Bernie Sanders, the independent US senator from Vermont, has spoken out against the killing of civilians in the Gaza Strip but has not called for a complete ceasefire, which he said hemay not be possible under Hamas.
“What Israel does not, in my view, have a right to do, is to kill thousands and thousands of innocent men, women and children who had nothing to do with the attack,” he said. “We have to stop the bombing now.”
It’s estimated that over 10,000 people have died in Gaza since the war began. According to UN data, about 1.5 million people have been displaced internally. Food and water in the region remain scarce.
The war began after Hamas launched a series of surprise attacks in Israeli towns, communities and at the Nova music festival, resulting in the deaths of about 1,300 people. Gilad Erdan, Israel’s Ambassador to the UN, referred to the assault as Israel’s “9/11.”
Activists and politicians have called for a ceasefire, citing humanitarian concerns over the deaths of civilians, a violation of the Geneva Convention.
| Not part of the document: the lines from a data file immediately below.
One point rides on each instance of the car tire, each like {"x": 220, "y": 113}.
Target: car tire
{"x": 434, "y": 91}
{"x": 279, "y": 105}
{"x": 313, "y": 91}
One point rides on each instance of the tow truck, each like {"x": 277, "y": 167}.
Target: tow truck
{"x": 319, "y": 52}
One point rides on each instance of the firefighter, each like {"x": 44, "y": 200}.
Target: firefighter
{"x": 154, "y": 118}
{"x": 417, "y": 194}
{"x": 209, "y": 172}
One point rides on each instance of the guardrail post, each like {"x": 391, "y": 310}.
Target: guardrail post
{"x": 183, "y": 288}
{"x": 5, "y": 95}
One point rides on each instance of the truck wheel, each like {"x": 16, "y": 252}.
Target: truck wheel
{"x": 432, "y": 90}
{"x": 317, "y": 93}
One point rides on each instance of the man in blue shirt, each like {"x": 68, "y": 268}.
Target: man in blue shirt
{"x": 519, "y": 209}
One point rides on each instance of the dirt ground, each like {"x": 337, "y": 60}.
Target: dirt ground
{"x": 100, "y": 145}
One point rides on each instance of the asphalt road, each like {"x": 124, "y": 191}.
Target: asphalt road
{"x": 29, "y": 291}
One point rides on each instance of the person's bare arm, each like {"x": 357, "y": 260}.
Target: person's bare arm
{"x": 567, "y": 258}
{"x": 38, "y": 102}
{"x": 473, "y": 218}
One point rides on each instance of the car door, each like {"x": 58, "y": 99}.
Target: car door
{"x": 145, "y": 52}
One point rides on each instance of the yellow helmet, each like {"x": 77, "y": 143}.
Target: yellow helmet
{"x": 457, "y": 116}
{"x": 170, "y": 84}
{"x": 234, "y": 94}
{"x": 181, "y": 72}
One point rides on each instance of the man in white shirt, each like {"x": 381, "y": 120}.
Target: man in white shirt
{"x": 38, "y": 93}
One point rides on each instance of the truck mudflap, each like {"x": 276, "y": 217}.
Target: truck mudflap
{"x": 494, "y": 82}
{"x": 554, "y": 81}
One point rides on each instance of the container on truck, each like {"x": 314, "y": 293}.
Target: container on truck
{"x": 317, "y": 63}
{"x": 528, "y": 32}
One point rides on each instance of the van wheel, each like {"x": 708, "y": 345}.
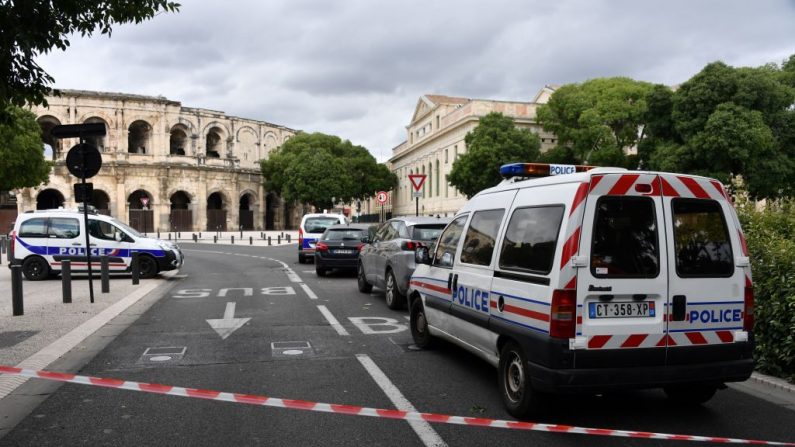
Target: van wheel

Mr Sanders said he was unsure how a permanent ceasefire would work when dealing with Hamas, an organisation “dedicated to turmoil and chaos and destroying the state of Israel,” he said.
A majority of Americans currently support a ceasefire, according to a survey conducted by Data for Progress, a think tank.
Mr Sanders’ position is similar to that of President Joe Biden, who has also called for a pause in the bombing, but has stopped short of advocating for a permanent ceasefire.
Mr Sanders said what’s needed now is a two-state solution to the crisis and for “the world to come together to give hope to the Palestinans.”